After a batch completes, SimPilot automatically extracts metrics from every completed simulation and builds a structured comparison. You can also trigger comparison manually for any existing batch.
How comparison works
Metric extraction
The compareResults tool iterates over all completed jobs in a batch. For each job, it calls the solver plugin's extractResults() function, which reads solver logs from the case directory and extracts:
- Convergence status: Whether residuals dropped below the convergence threshold (1e-3 for OpenFOAM)

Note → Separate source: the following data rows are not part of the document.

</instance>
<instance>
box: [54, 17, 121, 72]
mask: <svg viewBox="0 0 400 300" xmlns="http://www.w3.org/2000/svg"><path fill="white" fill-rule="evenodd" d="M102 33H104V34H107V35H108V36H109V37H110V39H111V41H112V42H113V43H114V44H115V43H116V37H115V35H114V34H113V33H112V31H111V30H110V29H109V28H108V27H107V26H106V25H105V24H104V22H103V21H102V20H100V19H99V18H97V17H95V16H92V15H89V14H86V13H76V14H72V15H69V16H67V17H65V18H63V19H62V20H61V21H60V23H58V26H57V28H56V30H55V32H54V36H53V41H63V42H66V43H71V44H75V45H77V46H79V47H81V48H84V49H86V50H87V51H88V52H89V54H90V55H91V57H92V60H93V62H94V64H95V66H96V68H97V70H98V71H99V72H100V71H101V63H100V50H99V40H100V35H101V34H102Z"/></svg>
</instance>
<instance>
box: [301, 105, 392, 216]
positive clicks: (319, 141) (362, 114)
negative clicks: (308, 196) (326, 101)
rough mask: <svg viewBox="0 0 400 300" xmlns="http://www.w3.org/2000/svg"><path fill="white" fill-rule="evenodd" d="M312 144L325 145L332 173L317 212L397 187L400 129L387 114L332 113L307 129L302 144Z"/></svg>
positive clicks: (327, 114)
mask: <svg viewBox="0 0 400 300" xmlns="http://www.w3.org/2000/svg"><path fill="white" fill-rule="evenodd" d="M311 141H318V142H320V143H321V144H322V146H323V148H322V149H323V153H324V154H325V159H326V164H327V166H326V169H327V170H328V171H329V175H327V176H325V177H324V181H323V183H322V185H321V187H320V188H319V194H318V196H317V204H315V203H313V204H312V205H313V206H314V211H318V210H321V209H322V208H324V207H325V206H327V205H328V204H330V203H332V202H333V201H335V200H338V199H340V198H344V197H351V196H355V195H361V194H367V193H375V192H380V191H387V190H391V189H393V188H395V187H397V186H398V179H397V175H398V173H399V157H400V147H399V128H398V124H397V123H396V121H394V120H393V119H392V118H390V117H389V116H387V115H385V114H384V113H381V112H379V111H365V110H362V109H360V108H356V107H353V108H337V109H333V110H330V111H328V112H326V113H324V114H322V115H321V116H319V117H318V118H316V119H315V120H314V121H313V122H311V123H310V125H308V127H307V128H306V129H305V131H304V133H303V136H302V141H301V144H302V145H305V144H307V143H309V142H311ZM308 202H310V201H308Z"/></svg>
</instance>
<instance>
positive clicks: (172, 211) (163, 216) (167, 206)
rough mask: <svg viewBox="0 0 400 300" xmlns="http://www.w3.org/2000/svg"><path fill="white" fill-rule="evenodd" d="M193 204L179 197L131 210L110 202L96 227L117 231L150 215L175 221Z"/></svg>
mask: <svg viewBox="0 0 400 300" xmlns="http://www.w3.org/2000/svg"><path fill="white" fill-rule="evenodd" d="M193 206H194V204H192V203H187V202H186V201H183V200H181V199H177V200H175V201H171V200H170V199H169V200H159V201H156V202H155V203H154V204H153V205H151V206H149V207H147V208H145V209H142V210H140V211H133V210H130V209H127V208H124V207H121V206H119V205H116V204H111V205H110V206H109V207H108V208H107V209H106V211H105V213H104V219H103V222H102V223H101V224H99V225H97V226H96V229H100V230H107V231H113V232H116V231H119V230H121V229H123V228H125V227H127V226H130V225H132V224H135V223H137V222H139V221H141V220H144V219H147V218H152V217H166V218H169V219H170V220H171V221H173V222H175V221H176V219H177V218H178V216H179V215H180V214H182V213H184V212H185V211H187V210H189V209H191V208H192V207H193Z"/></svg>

- Iteration count: Total solver iterations completed
- Final residuals: Per-field residual values at the last iteration (e.g.,
finalResidual.Ux, finalResidual.p)
- Custom metrics: Solver-specific quantities like drag coefficient, heat flux, or mass flow rate
Comparison table
Extracted metrics are assembled into a markdown table with columns for case label, solver, convergence status, and every extracted metric key. This table is returned both as structured data and as rendered markdown in the chat.
Rankings
For each metric, the system computes best and worst rankings across all simulations. Rankings are sorted by metric value, making it easy to identify which configuration performed best.
Regression alerts
If a baseline simulation is specified (or the first simulation is used as default), the system computes deltas for every metric against the baseline and flags values that exceed configurable tolerance thresholds.
Storage
The full comparison result -- including summary, regression alerts, and any extraction errors -- is stored in the batch record's comparisonResult field with a generation timestamp.
Regression alerts
Regression detection compares each simulation's metrics against a baseline and applies tolerance thresholds:
| Metric type | Default tolerance |
|---|
| Iterations | 20% |
| Residuals | 50% |
| All other metrics | 10% |
You can override tolerances per metric when invoking the comparison. Alerts are classified by severity:
- Warning: Delta exceeds the tolerance threshold
- Critical: Delta exceeds 2x the tolerance threshold
Pass a tolerances map when comparing results to set per-metric thresholds. For example, you might set a tight 5% tolerance on drag coefficient but allow 30% variation in iteration count.
Comparison view UI
The batch comparison renders directly in the chat interface with:
- Side-by-side metric tables: Every simulation in a row, every metric in a column, with convergence status highlighted
- Best/worst rankings: For each metric, the best and worst performers are identified with their labels and values
- Regression alerts: Color-coded warnings and critical alerts showing which simulations deviated from the baseline and by how much
- CSV export: Download the comparison table as CSV for external analysis in spreadsheets or plotting tools
Handling extraction errors
Not every simulation in a batch may yield extractable metrics. Common reasons include:
- The simulation failed before producing any output
- Log files were not written due to an early crash
- Transient runtime errors (rate limits, timeouts) during metric extraction
The comparison system handles these gracefully:
- Extraction errors are collected and reported alongside the comparison results
- Failed extractions do not block the comparison -- metrics from successful jobs are still compared
- Transient errors are retried up to 4 times with exponential backoff before being marked as failures
Golden baselines
Golden baselines are version-controlled, validated baseline configurations that serve as reference points for regression testing. You will be able to pin a simulation result as a golden baseline, and all future runs of similar cases will be automatically compared against it. This feature is under active development.
Case history search
SimPilot stores metadata for every simulation run, enabling search across your simulation history. You can search past simulations by:
- Physics type: CFD, heat transfer, multiphase, reactive flow
- Geometry: Similar shapes or uploaded geometry files
- Solver: Which OpenFOAM application was used
- Turbulence model: k-epsilon, k-omega SST, laminar, LES variants
- Reynolds number: Approximate flow regime
- Convergence status: Filter for converged or failed runs
This makes it easy to find previous runs that are similar to your current problem, compare approaches, and build on past work rather than starting from scratch.